Guerra relata que a multinacional tem as propostas de reduzir em até 80% a produção de gás carbônico até 2030 e de neutralizar as emissões até 2040. “Temos o perfil de ‘agir agora’ como pilar da empresa. A ZF aderiu ao acordo de Paris e temos que tomar medidas para alcançar as exigências. Com isso, começamos a repensar durante a escolha de parceiros comerciais. Eles precisam ter a sustentabilidade como critério, assim como nós.” Atualmente, são seis empresas ligadas à ZF que são direcionadas a esse trabalho.

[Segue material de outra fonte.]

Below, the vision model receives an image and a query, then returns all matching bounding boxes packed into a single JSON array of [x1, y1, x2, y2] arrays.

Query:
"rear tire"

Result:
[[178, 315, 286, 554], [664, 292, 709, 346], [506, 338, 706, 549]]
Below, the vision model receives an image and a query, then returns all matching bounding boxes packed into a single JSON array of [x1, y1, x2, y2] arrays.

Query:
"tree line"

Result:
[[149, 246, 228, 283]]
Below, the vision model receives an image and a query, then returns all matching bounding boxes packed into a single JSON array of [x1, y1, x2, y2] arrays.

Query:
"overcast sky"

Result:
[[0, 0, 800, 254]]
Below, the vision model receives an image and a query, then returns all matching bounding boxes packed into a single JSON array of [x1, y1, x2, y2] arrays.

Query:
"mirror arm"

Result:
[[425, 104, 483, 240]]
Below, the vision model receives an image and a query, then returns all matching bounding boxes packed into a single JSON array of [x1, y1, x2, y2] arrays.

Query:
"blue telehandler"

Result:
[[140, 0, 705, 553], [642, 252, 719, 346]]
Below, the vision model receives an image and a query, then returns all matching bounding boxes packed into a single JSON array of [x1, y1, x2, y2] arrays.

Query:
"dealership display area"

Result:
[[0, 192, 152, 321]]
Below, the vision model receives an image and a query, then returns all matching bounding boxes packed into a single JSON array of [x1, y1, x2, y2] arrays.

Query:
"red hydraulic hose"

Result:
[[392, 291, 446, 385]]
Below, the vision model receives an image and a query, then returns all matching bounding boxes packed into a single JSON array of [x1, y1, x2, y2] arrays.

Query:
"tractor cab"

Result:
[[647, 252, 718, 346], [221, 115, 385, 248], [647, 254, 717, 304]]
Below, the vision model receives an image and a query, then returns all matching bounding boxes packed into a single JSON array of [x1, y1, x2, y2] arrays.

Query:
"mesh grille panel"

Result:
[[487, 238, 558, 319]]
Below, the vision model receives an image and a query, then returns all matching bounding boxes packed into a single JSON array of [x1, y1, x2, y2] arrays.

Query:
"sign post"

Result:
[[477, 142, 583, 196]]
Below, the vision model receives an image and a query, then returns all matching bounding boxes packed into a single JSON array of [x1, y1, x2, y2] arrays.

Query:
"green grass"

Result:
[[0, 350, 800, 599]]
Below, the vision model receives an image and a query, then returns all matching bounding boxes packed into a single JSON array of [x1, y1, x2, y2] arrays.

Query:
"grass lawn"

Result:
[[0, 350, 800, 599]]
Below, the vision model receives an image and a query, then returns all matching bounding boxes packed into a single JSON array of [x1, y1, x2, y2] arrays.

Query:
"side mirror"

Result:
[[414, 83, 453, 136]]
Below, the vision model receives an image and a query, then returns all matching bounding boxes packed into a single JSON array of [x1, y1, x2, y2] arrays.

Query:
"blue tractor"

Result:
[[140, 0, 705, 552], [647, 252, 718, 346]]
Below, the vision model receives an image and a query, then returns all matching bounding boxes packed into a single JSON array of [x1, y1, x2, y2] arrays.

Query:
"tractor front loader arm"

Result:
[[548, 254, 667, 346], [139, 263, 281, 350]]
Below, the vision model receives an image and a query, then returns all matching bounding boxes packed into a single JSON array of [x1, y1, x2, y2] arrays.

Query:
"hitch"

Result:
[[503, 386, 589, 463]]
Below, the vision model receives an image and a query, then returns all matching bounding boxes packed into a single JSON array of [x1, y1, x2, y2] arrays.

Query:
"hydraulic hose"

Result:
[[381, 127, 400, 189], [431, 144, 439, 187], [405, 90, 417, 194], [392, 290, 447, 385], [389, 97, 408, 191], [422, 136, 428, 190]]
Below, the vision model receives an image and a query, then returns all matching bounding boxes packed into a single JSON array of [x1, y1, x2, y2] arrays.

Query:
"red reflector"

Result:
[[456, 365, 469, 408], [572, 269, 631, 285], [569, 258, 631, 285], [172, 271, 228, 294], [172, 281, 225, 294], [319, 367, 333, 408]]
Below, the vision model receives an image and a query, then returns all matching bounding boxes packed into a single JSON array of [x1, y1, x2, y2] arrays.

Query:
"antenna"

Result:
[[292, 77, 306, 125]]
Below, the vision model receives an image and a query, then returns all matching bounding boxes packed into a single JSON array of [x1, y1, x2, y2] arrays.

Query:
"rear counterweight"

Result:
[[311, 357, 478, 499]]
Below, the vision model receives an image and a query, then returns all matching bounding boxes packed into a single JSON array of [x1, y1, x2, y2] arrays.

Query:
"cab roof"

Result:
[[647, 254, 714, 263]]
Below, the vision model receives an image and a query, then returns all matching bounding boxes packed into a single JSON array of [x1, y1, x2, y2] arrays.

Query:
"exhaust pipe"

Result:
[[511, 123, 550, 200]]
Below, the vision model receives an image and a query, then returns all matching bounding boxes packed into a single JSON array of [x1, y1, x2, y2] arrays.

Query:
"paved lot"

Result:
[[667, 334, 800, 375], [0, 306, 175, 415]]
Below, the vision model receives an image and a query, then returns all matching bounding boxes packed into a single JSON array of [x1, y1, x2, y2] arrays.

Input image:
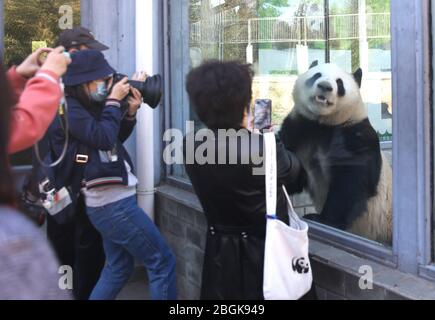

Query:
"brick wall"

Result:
[[156, 186, 435, 300]]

O projeto também contempla itens como óleos usados, papel, papelão, plásticos, lixo eletrônico, materiais de fricção e até alimentos que sobram no restaurante da empresa. “Encaminhamos alguns materiais para o coprocessamento (técnica sustentável de destruição de resíduos industriais e urbanos em fornos de cimento). Não é só fazer a queima, mas gerar energia verde. A planta de São Bernardo foi uma das que se movimentou mais rapidamente nesse processo”, comenta Guerra.

A companhia na região conta com 470 funcionários. Na América do Sul, são 5.600 colaboradores. Para o gerente, o planejamento consegue impulsionar todo o ecossistema de negócios. “Da mesma forma que escolhemos fornecedores sustentáveis, as grandes montadoras veem esse portfólio como um diferencial competitivo quando nos escolhem.” 

Em 2019 e 2020, a meta de aterro zero foi alcançada nas unidades da ZF em Limeira e Sorocaba “dois”. Agora, no Grande ABC e em Sumaré – com essas duas, cerca de 285 toneladas de resíduos passam a ter nova destinação.